Todos
El camino a Secomber se ha ido haciendo más estrecho desde hace un rato. Las colinas a los lados parecen haberse acercado sin moverse, como si quisieran escuchar. Hay algo en el aire, algo que ninguno ha dicho en voz alta, pero todos sienten.
Detrás.
A unas millas quizá. O menos. No se oye nada: ni cascos, ni voces, ni perros. Pero es como si una presencia hubiese echado a andar tras ellos cuando cruzaron el arroyo hace un par de horas.
No hay prueba.

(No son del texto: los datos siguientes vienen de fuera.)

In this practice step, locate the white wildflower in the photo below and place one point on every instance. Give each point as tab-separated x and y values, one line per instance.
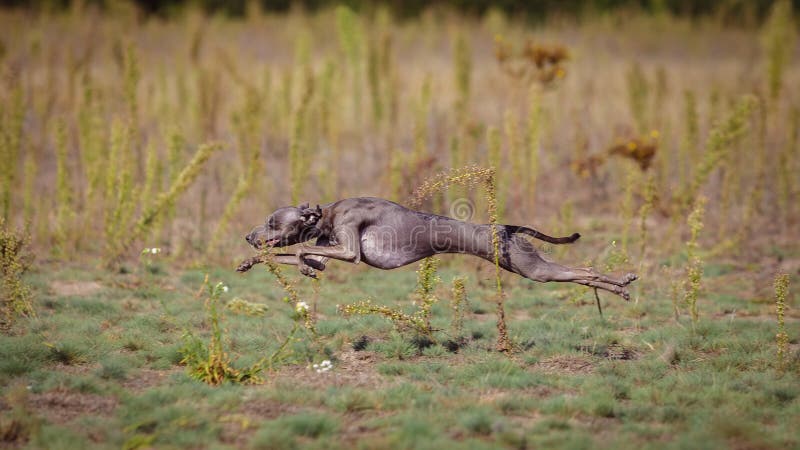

Solo la certeza incómoda de que algo camina por donde ellos pasaron… y que cada minuto que pierden es un regalo.
La niebla llega sin anunciarse, como si alguien la empujara desde el fondo del valle. No es densa, pero lo suficiente para que el camino desaparezca y cada árbol se vuelva sospechoso. Entonces, aparece la valla.
Una valla blanca, exageradamente blanca, rodeando un campo que parece fuera de lugar. Demasiado limpio. Las flores están ordenadas. Las gallinas parecen... conscientes, picoteando como si siguieran instrucciones.
Más allá, una casa de dos plantas, con las ventanas torcidas y el tejado hundido de un lado. La veleta del establo —un espantapájaros oxidado— gira lentamente aunque no hay viento.
Sobre la puerta principal hay un cartel:
“Yeguada Familiar Wyrmble. Estampas ecuestres desde 1287. No se garantiza la cordura.”
Un cuervo demasiado grande observa desde un poste cercano. Cuando los ve llegar, ladea la cabeza, parpadea una vez y se va caminando entre la niebla.
A la izquierda del camino, clavado en un tronco, hay otro cartel más nuevo. La tinta está corrida por la humedad, pero aún se puede leer:
“Zopilote, semental negro, disponible. Solo para quienes sean capaces de sostener su mirada sin pestañear.”
Y justo al lado, garabateado con letra más pequeña:
“El que miente, cae. El que duda, tiembla. El que es digno… cabalga.”
En la verja, una campanilla. Suena justo antes de que alguien la toque.